Один экземпляр Андрей привез в Москву на испытание и дал мне его поносить, зная, что завтра я отправляюсь в больницу. Так я оказался в роли подопытного кролика и одновременно первого клиента, с кем он решился провести эксперимент в наиболее благоприятных, с его точки зрения, условиях – максимального покоя, обоюдного согласия и тотального надзора со стороны медицинского персонала.
Он только просил меня никому не болтать, вести себя спокойно, не напрягаться, не истерить и не впадать в транс по любому случаю. Я, признаться, сначала не верил ни единому слову насчет его прибора и думал, что молодые люди просто дурачатся, хотят меня разыграть старика и посмеяться над моей компьютерной отсталостью. Нынешняя молодежь, надо отдать ей должное, в этом плане шагнула далеко вперед по сравнению с нами. Порой кажется, она уже окончательно ушла за горизонт виртуального мира, бессознательно осела там, заблудившись в лабиринтах густых сетей, и уже не знает, как из них вылезти. Причудливая яркая картинка, нарисованная чьей-то рукой, заменяет им настоящую жизнь. Что там за горизонтом, неведомо.
– Боюсь, эти электронные создания когда-нибудь заменят нам Бога, – говорил Андрей. – Я там на открытии Церкви Кремниевой долины встречал адептов новой религии. Явился весь бомонд Сан-Франциско, Лос-Анджелеса и Голливуда. Шабаш почище Вальпургиевой ночи. Эти верят лишь в цифровой разум.
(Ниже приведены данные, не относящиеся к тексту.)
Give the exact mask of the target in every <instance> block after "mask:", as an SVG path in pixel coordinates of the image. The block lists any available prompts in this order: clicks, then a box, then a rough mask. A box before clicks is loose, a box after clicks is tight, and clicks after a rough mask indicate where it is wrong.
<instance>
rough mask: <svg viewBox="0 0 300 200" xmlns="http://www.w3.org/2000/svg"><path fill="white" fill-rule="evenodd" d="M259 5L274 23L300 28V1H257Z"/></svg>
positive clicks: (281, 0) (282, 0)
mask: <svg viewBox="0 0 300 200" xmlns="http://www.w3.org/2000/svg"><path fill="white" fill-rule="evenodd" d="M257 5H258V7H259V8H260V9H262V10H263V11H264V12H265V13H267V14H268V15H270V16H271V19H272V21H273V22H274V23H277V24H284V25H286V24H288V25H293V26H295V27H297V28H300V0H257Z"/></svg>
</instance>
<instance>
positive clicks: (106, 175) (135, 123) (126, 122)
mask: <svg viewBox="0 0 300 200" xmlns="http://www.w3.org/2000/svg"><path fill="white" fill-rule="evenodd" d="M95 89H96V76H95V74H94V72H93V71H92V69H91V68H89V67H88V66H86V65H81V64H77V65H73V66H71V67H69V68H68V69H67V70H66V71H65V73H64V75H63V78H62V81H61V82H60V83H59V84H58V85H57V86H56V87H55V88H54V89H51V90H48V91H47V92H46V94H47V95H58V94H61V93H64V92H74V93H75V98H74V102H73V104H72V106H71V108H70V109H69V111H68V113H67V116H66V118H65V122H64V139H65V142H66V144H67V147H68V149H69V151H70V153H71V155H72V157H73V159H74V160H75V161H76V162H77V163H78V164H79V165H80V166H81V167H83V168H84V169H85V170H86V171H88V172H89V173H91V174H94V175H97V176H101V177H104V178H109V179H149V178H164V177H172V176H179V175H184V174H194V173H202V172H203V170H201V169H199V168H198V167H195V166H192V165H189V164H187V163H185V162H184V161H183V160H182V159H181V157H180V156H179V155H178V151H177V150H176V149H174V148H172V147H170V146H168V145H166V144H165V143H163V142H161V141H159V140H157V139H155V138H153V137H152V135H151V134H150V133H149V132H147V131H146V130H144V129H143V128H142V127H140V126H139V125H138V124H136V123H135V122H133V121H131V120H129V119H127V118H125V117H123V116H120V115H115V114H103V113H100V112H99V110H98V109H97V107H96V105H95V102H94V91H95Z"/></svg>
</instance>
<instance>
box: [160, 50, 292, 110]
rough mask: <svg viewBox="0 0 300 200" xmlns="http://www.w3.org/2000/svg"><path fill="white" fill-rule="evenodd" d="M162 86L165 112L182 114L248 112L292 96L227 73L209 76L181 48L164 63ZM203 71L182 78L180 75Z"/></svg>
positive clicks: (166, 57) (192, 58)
– Ты, я гляжу, Андрюша, прямо как Маск, – пожалел я гостя. – Тоже маешься, совесть мучает, а делаешь своё черное дело…
– Науку и прогресс не остановить. А если, что не так, извините, – сказал Андрей и попросил еще раз меньше думать о сущности бытия и смысле жизни.
В первую очередь он опасался за техническое состояние гаджета.
– Подобные мысли, сводившие людей с ума на протяжении многих столетий, могут сбить с толку любую конструкцию, – предупредил он.
Если изделие выйдет из строя раньше гарантийного срока, это грозит финансовыми потерями по условиям договора с Илоном Маском. Логично, подумал я и обещал беречь гаджет от лишних хлопот и перенапряжения.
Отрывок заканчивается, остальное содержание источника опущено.